Freshness, Nutrition, and Ingredient Integrity

Q12. Looking ahead, how do you see India’s staples category evolving as consumers become more conscious about freshness, nutrition, and ingredient integrity?

AB: India’s staples category is becoming increasingly health driven as consumers grow more conscious about freshness, nutrition, and ingredient quality. People today are asking deeper questions around processing methods, preservatives, sourcing, and whether their everyday food is actually supporting long-term health.

Interestingly, this shift is also bringing consumers back to traditional food practices such as stone grinding, fresh milling, and the use of grains like jowar and ragi. Many of these practices were always part of Indian households and were designed to naturally support better health and nutrition. Consumers are now rediscovering their value through a modern wellness lens.

Going forward, staples will move beyond being viewed as basic commodities and become an important part of preventive health and everyday nutrition. Brands that can combine convenience with freshness, transparency, and nutritional integrity will lead the next phase of growth in the category. At 10on10 Foods, that is exactly the long-term vision we are building towards.


Evolution of India’s Food Ecosystem 

The evolution of India’s food ecosystem is increasingly becoming a trust conversation as much as a nutrition conversation. As consumers become more informed about ingredient quality, processing methods, and long-term health outcomes, brands are being pushed to rethink how staples are produced, communicated, and experienced.

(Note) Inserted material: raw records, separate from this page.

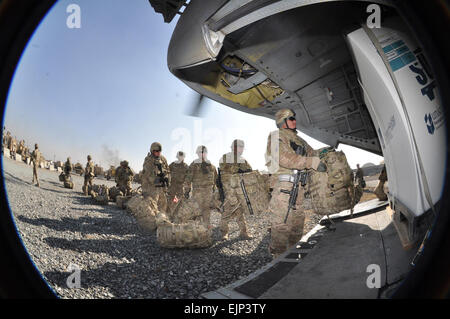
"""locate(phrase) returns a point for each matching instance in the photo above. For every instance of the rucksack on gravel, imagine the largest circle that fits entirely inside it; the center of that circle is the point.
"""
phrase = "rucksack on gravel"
(332, 191)
(114, 192)
(187, 209)
(192, 234)
(256, 185)
(68, 184)
(144, 210)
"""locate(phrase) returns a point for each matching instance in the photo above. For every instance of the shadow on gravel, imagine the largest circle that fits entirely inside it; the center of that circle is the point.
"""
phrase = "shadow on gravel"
(161, 273)
(11, 178)
(84, 225)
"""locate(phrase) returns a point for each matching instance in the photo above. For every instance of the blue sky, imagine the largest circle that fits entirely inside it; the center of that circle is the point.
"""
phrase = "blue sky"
(104, 89)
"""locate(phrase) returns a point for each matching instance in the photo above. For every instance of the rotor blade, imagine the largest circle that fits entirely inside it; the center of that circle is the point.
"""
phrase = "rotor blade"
(198, 106)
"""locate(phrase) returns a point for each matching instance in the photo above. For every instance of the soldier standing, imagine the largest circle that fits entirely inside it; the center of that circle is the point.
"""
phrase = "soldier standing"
(286, 152)
(379, 190)
(124, 176)
(202, 175)
(233, 163)
(67, 169)
(156, 177)
(178, 171)
(359, 175)
(36, 158)
(88, 175)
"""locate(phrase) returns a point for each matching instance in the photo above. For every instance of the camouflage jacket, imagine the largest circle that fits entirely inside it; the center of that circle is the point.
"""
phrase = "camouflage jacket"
(155, 169)
(201, 174)
(67, 167)
(231, 163)
(36, 157)
(282, 143)
(178, 172)
(124, 175)
(89, 171)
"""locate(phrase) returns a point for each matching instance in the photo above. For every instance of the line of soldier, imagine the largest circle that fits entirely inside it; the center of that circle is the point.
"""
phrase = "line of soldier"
(165, 184)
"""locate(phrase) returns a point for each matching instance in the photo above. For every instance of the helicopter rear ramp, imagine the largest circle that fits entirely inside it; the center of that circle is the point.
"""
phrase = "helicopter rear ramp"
(333, 263)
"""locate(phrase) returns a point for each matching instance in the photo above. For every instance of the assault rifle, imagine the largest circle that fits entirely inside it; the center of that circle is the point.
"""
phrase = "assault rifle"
(247, 200)
(220, 186)
(161, 179)
(299, 178)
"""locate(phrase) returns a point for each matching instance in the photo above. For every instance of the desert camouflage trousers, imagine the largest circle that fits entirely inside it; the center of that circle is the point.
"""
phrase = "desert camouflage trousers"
(125, 187)
(35, 178)
(204, 196)
(233, 209)
(286, 235)
(87, 181)
(159, 196)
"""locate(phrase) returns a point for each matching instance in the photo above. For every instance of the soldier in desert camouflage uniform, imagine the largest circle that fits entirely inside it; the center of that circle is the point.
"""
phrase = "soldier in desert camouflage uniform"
(286, 152)
(156, 177)
(178, 171)
(230, 164)
(36, 158)
(202, 175)
(88, 175)
(67, 169)
(379, 190)
(124, 176)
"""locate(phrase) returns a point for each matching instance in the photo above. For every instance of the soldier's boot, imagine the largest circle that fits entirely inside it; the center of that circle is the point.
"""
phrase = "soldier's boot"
(379, 192)
(243, 232)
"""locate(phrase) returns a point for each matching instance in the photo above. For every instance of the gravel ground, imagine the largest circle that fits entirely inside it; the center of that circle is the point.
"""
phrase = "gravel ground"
(117, 259)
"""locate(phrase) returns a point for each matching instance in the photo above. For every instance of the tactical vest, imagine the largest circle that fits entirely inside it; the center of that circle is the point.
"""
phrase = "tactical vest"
(332, 191)
(178, 172)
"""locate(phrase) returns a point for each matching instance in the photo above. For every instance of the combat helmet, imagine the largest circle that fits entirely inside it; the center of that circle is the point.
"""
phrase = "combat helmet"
(282, 115)
(155, 147)
(237, 143)
(201, 149)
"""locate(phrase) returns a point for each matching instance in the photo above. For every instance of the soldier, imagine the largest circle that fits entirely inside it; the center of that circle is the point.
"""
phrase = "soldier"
(88, 175)
(233, 163)
(156, 177)
(178, 171)
(359, 176)
(379, 190)
(36, 158)
(201, 178)
(21, 148)
(286, 152)
(67, 169)
(13, 147)
(124, 176)
(7, 140)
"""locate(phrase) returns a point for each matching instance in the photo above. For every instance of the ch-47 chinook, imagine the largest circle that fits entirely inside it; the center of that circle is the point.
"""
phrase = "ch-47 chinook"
(355, 74)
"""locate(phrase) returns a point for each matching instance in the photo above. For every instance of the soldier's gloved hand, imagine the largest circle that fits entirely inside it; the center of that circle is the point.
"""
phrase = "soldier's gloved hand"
(314, 162)
(322, 167)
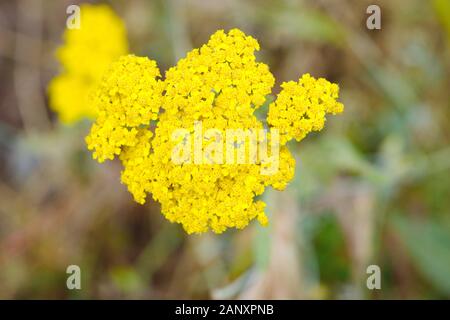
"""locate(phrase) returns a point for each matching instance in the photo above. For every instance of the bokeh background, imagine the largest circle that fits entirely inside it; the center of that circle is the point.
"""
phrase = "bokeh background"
(372, 188)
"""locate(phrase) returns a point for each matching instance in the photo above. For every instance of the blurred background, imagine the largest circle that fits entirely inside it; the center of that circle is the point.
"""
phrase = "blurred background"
(373, 188)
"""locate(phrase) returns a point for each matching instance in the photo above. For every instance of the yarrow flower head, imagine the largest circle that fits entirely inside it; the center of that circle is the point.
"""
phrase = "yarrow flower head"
(217, 87)
(84, 57)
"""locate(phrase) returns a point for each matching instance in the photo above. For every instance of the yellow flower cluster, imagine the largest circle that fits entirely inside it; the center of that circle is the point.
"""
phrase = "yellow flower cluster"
(301, 107)
(128, 97)
(219, 85)
(84, 57)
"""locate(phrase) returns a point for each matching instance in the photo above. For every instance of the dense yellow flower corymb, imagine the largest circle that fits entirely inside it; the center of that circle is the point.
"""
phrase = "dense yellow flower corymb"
(301, 107)
(220, 85)
(128, 97)
(84, 57)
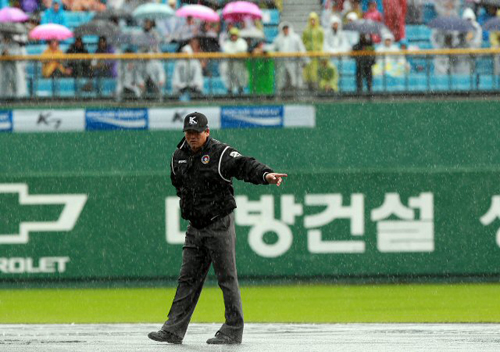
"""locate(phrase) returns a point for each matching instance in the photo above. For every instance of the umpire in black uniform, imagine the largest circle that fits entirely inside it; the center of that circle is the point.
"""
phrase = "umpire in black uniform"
(202, 169)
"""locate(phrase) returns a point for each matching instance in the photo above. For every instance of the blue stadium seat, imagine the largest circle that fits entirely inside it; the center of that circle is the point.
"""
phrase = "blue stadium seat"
(347, 84)
(214, 86)
(346, 66)
(44, 88)
(487, 82)
(78, 18)
(271, 32)
(429, 12)
(270, 17)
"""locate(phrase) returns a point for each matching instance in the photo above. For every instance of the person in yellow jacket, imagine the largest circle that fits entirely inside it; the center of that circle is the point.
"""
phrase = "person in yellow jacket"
(328, 76)
(54, 68)
(312, 37)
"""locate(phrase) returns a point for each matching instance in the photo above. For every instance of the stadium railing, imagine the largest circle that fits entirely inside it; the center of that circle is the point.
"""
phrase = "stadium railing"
(405, 72)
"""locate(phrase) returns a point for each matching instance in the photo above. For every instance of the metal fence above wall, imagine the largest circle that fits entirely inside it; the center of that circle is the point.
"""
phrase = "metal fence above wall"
(206, 76)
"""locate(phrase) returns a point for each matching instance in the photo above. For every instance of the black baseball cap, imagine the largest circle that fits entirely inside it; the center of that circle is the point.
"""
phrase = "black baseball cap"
(195, 121)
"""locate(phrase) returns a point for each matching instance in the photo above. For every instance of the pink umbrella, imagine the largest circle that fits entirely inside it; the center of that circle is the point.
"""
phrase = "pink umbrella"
(198, 11)
(12, 14)
(50, 31)
(236, 11)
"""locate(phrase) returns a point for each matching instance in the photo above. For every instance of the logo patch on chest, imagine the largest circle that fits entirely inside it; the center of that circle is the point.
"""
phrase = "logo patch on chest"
(205, 159)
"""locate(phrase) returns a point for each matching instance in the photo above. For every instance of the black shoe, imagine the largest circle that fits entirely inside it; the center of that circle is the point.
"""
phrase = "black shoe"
(165, 336)
(221, 339)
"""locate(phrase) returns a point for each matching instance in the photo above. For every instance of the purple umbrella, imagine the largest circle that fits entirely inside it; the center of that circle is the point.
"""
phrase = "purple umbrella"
(12, 14)
(236, 11)
(198, 11)
(451, 23)
(50, 31)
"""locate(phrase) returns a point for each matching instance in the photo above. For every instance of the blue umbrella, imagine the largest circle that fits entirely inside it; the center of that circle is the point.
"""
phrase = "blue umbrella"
(492, 24)
(153, 11)
(366, 26)
(451, 23)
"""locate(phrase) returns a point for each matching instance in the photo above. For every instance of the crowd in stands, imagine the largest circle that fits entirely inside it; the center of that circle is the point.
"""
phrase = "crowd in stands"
(324, 33)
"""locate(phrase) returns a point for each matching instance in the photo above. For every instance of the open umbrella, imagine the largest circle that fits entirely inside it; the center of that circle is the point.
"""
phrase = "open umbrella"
(492, 24)
(451, 23)
(139, 39)
(365, 26)
(50, 31)
(236, 11)
(97, 27)
(13, 28)
(198, 11)
(12, 14)
(490, 2)
(112, 13)
(252, 33)
(153, 11)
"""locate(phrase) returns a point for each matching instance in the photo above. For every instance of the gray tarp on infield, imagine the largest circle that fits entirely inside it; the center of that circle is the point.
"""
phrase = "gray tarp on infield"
(257, 337)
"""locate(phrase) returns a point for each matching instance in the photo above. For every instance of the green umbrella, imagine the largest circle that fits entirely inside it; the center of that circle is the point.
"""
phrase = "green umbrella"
(153, 11)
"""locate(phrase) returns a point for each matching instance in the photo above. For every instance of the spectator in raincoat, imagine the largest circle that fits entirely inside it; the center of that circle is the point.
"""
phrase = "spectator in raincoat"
(130, 80)
(328, 76)
(395, 17)
(391, 65)
(154, 78)
(288, 70)
(12, 73)
(447, 7)
(352, 36)
(260, 71)
(335, 38)
(187, 76)
(55, 14)
(79, 68)
(364, 63)
(312, 37)
(373, 13)
(442, 39)
(469, 40)
(234, 72)
(54, 68)
(104, 68)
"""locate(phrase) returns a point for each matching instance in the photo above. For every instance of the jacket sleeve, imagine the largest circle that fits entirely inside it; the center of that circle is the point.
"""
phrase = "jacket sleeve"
(174, 177)
(233, 164)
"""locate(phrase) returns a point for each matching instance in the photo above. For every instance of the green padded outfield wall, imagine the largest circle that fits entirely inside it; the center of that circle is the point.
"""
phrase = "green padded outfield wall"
(374, 190)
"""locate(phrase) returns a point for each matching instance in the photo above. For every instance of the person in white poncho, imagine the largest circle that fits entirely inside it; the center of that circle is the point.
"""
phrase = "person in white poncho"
(288, 70)
(12, 73)
(188, 74)
(391, 65)
(234, 71)
(469, 40)
(335, 38)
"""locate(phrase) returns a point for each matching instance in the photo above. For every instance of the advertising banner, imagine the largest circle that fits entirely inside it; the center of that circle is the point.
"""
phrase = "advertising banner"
(116, 119)
(172, 119)
(342, 225)
(49, 120)
(251, 116)
(58, 120)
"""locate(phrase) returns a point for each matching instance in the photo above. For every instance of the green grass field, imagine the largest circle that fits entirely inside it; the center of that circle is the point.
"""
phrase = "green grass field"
(292, 304)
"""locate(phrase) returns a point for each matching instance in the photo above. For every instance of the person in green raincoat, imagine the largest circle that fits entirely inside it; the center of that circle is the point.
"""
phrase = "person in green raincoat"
(312, 37)
(328, 76)
(261, 72)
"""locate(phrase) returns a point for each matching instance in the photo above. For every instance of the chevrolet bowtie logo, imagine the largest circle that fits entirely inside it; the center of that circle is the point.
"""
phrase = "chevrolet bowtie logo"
(73, 206)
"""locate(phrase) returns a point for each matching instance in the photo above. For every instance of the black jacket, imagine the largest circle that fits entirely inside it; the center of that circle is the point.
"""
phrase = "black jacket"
(203, 179)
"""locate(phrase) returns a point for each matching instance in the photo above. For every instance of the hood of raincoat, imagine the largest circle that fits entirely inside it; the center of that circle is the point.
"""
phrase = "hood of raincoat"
(336, 19)
(313, 15)
(286, 24)
(469, 14)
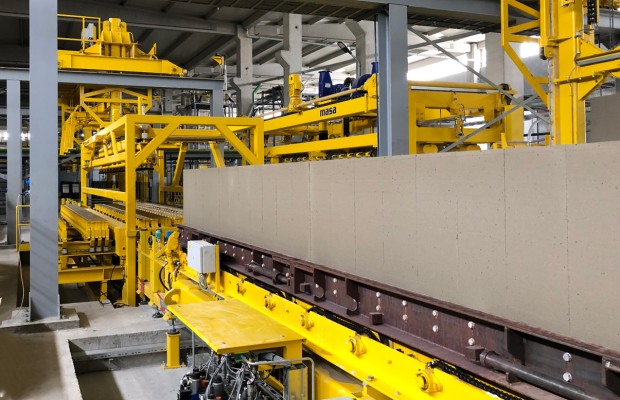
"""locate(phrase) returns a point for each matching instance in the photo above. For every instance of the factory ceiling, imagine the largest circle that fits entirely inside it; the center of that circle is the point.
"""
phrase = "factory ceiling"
(189, 32)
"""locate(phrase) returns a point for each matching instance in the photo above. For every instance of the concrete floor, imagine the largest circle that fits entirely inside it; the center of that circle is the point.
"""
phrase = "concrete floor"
(40, 365)
(139, 378)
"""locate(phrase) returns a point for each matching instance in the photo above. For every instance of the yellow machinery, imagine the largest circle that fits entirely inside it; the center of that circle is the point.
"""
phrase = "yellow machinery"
(118, 139)
(238, 318)
(342, 124)
(261, 313)
(567, 32)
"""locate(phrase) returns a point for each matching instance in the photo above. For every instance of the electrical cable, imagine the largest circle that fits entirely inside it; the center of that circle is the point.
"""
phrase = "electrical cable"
(161, 278)
(19, 264)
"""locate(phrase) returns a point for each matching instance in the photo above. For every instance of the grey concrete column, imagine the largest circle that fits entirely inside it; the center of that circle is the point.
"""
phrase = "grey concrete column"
(290, 56)
(217, 103)
(500, 68)
(364, 32)
(44, 302)
(393, 118)
(13, 154)
(242, 83)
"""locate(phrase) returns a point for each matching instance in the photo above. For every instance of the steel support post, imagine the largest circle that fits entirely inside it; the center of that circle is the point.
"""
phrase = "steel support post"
(393, 116)
(217, 110)
(13, 155)
(364, 32)
(44, 301)
(290, 56)
(242, 82)
(217, 103)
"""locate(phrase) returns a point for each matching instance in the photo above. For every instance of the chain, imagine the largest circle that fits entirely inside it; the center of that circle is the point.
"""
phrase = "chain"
(472, 380)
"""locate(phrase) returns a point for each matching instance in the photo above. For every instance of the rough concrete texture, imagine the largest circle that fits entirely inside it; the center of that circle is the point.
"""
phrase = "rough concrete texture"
(525, 234)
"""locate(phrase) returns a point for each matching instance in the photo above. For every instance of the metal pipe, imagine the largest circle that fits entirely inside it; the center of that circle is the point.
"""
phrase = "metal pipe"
(193, 349)
(488, 124)
(598, 59)
(492, 360)
(478, 74)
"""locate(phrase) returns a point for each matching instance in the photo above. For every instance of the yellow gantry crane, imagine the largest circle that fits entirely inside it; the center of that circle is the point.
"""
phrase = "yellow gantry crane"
(566, 31)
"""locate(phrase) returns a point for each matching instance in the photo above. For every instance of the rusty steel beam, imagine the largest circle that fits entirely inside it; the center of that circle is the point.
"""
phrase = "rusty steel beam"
(456, 335)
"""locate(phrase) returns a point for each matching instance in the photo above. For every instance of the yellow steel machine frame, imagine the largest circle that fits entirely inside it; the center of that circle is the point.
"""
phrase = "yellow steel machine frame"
(133, 142)
(225, 310)
(567, 39)
(437, 115)
(109, 46)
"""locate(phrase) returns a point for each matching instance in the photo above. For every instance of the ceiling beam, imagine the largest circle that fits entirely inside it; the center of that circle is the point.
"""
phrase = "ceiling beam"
(268, 53)
(217, 45)
(134, 16)
(182, 38)
(481, 10)
(443, 39)
(328, 57)
(332, 32)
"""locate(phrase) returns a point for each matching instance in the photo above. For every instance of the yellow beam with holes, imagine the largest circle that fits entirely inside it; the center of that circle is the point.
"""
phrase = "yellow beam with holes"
(107, 193)
(89, 274)
(91, 62)
(385, 372)
(352, 142)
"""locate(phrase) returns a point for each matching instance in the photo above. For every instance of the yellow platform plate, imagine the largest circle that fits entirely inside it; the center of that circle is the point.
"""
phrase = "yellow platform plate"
(230, 326)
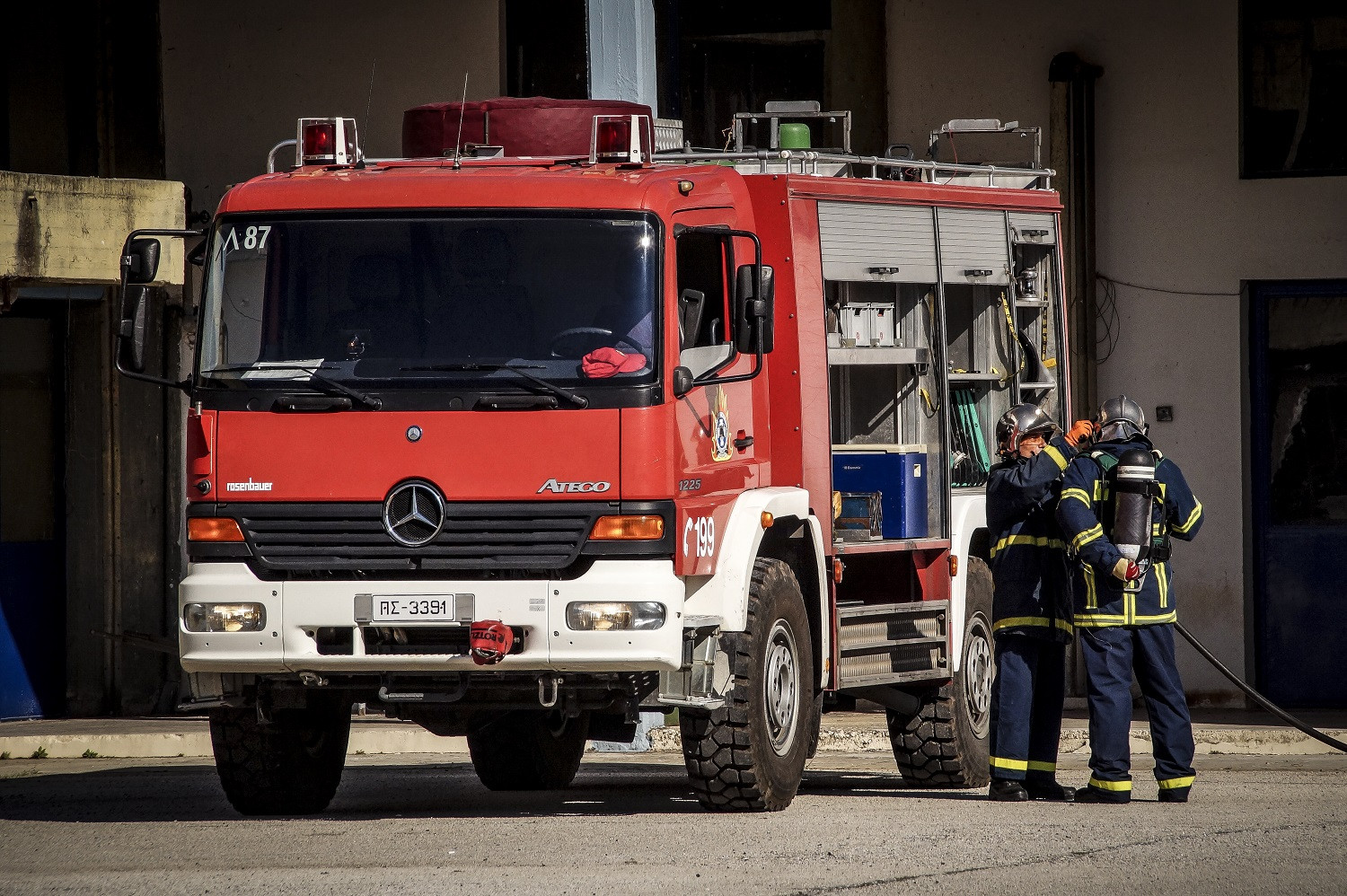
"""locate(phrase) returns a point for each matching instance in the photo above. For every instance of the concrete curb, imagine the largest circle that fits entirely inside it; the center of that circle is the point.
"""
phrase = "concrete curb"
(391, 737)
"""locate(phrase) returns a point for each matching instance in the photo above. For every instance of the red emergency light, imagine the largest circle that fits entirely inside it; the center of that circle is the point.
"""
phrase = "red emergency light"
(328, 142)
(619, 137)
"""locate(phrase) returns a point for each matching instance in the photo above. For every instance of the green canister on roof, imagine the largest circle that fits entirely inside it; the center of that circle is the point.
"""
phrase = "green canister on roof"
(794, 136)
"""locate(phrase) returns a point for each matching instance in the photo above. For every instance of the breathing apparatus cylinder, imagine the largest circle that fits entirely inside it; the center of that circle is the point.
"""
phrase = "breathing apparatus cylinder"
(1133, 486)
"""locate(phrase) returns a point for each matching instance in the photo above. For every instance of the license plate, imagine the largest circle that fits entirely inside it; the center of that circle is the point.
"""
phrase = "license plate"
(382, 610)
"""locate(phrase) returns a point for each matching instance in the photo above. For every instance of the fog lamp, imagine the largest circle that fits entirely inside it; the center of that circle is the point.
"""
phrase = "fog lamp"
(224, 618)
(614, 618)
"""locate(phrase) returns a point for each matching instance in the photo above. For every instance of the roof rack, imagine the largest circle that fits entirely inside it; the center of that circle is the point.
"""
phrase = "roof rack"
(846, 164)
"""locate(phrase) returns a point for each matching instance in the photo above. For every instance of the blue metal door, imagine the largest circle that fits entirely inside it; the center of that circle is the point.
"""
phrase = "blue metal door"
(1299, 382)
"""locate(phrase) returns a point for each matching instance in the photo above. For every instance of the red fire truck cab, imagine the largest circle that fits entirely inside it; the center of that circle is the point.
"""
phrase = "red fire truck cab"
(516, 444)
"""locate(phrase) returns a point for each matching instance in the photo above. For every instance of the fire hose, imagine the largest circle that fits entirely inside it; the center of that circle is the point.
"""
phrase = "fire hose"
(1258, 698)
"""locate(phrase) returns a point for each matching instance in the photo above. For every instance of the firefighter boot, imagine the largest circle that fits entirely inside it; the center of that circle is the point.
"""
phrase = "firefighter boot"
(1007, 791)
(1051, 791)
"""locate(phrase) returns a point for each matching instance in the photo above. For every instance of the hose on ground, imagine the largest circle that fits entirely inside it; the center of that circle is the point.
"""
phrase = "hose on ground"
(1258, 698)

Clean-label food customer trust may ultimately become one of the most important competitive differentiators in modern FMCG categories. In sectors where products are consumed daily and deeply integrated into household routines, transparency, freshness, and nutritional credibility carry implications far beyond conventional branding.

For customer experience leaders, the broader lesson extends beyond food. Consumers across industries are increasingly rewarding brands that combine operational transparency with genuine product integrity. In that environment, experience is no longer defined only by convenience or communication — but by whether the product itself consistently delivers trust at the most fundamental level.